Sorry but I really don't understand, can you please clarify it?

PS: I'll look at your answers tom. Right now I really need some sleep.

14. Nov 28, 2008

### redargon

i probably won't be online over the weekend, but on monday again.

For now: draw a sketch of the problem and write down all the stuff you know: diameters, velocities.
Try find a formula for velocity of a fluid in a pipe that is related to the pipe's cross sectional area or diameter. Read through your class notes and see if there is any mention of flowrate. remember flowrate and velocity are different things but are related.

15. Nov 28, 2008

### victorx3

I found this formula R=vA.

If I derive it, it will become v=R/A. v=1m/s / 0.015m(converted)

I have a hunch that the formula is correct.
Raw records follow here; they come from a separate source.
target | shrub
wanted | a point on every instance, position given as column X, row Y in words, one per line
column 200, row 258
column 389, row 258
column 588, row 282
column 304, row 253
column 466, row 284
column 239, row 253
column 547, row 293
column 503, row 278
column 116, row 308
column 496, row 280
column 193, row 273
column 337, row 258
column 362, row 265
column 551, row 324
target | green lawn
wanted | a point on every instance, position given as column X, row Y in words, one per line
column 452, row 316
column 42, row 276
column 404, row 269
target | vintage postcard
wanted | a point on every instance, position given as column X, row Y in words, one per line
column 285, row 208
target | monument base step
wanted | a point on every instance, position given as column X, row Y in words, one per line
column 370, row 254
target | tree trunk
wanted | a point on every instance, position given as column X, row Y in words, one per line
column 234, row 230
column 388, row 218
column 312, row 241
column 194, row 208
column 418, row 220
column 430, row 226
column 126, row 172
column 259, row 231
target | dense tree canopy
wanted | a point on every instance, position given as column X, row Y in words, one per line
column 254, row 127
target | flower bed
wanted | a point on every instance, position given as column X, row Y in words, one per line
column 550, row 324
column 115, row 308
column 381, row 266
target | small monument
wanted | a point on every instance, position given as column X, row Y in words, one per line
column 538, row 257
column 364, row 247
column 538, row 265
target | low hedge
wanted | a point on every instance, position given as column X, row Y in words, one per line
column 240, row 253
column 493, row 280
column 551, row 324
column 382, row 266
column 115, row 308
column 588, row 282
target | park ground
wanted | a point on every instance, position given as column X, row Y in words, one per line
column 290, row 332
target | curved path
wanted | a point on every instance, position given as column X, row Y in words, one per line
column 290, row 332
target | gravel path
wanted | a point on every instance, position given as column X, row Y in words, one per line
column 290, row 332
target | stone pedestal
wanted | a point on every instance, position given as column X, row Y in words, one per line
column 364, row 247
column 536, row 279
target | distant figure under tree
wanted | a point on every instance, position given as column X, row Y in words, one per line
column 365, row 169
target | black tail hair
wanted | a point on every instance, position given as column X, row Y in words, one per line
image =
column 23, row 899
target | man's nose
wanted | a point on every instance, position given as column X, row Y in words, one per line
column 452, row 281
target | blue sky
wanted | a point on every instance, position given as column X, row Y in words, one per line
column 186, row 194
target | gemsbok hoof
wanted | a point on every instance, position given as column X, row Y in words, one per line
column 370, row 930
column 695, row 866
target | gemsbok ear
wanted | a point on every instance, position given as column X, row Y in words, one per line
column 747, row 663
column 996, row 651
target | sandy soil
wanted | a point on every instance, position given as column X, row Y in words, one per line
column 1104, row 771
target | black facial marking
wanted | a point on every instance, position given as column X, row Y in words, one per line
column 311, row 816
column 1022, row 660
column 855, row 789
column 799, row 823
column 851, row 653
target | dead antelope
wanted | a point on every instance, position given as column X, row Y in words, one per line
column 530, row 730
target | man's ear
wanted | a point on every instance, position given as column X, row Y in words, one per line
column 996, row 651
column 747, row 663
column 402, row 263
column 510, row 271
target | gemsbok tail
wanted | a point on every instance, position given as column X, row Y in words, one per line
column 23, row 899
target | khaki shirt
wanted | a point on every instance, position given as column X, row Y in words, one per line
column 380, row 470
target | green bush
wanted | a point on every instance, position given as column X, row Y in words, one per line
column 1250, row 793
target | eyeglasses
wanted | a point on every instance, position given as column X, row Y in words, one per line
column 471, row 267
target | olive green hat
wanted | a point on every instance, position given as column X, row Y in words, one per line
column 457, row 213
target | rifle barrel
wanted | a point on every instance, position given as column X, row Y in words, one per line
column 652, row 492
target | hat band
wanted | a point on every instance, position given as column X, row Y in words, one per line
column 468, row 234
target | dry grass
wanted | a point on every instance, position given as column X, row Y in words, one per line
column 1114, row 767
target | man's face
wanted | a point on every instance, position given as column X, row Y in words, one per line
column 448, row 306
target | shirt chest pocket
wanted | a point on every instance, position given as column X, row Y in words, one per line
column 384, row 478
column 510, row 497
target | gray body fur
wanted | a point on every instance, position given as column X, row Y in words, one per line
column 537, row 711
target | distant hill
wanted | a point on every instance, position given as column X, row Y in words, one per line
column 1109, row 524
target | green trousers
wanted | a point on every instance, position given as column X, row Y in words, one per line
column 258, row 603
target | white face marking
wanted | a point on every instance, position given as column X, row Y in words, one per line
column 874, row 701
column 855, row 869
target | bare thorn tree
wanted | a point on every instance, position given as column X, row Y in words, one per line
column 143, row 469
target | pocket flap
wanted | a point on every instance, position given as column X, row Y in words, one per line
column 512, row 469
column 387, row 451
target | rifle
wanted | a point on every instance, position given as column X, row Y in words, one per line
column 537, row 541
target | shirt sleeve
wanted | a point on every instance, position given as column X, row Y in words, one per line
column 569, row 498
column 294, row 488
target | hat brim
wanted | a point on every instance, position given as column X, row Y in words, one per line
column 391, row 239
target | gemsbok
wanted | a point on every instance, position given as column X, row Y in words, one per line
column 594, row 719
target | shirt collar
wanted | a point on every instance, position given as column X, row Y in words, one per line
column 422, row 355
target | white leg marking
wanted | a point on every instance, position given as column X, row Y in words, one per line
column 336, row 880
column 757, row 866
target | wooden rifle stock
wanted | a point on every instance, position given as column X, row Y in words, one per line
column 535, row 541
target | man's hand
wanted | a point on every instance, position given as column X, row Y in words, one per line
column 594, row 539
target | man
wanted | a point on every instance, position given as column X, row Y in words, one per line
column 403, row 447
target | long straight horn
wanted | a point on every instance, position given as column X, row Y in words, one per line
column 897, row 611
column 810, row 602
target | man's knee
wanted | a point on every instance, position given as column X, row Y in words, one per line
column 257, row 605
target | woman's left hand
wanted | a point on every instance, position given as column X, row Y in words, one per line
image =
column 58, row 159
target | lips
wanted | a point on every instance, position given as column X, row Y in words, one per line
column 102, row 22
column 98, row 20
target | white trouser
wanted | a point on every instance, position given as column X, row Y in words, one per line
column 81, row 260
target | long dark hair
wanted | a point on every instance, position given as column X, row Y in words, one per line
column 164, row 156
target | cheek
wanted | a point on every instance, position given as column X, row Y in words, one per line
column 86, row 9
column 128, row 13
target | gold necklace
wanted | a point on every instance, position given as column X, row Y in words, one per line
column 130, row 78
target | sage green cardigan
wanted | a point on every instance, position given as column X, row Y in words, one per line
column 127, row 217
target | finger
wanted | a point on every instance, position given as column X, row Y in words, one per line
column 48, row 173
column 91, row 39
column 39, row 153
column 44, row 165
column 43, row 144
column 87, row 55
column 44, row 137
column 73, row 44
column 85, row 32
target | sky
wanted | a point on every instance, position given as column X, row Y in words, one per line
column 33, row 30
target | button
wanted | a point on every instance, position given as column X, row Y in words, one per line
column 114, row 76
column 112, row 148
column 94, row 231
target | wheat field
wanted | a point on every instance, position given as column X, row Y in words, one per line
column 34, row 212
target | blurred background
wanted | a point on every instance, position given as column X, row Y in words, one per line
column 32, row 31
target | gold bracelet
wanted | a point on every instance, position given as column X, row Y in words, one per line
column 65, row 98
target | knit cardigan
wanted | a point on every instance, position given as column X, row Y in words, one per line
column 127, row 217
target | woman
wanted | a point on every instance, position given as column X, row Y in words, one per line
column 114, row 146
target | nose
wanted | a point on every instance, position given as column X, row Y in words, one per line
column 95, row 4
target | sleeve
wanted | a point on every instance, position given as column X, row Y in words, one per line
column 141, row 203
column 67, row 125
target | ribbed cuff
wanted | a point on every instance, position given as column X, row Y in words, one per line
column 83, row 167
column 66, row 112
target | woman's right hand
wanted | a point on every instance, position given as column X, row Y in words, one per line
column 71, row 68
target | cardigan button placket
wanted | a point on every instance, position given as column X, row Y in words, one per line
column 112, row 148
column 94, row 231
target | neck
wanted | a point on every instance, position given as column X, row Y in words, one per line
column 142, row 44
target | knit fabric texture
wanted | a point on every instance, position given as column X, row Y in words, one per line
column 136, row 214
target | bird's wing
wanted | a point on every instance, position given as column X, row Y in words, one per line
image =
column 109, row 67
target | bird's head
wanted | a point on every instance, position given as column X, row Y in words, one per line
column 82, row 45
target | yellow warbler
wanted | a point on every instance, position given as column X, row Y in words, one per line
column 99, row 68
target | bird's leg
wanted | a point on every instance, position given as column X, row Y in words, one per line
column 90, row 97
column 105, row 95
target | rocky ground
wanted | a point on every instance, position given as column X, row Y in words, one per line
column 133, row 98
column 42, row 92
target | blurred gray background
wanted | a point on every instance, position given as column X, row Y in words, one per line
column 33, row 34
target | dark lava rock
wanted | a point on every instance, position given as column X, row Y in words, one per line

But I think my approach is wrong.

16. Nov 29, 2008

### Sjorris

First try to understand the situation on a qualitive level, there is one large pipe through which passes a certain discharge (flow) of the liquid. Now, the large pipe is connected to three smaller pipes. The discharge must stay the same, the amount of fluid that passes through the large pipe per second must also flow through the smaller pipes per second, because it is a conserved quanitity, meaning, no liquid can suddenly dissappear. Also, the liquid doesn't pile up at the point where the large pipe meets the small pipes or some other weird effect which would change the discharge.

So, now you know that the discharge is the same for the large pipe as it is for the three smaller pipes combined. Now, if some amount of liquid has to pass through a pipe, it has to pass through it faster if the pipe has a smaller area. This suggests that the velocity of the liquid is inverse proptionally to the area of the pipe(s).
The discharge increases when the area of the pipe increases, and it also increases when the velocity increases, so discharge = area * velocity, or R=v*a, as you have found.
Now, simply calculate the discharge through the large pipe. We know that the discharge for the three smaller pipes is the same, so you can plug the discharge for the large pipe into R=v*a equation again. You also know the area of the three pipes (three pipes, don't forget to multiply by three!), so your only unknown is v, which you can now solve for algebraicly (try to do this first, and then plug in the numbers, it will keep you from confusing numbers later on) and then calculate the value of v. Good luck!

PS. Don't forgot to add the correct units for each value you find.

17. Dec 1, 2008

### redargon

Sjorris is correct, read his post carefully.

also, just side note: it doesn't matter what variables you use as long as you define them, but we often use Q for volumetric flowrate ie. Q=vA.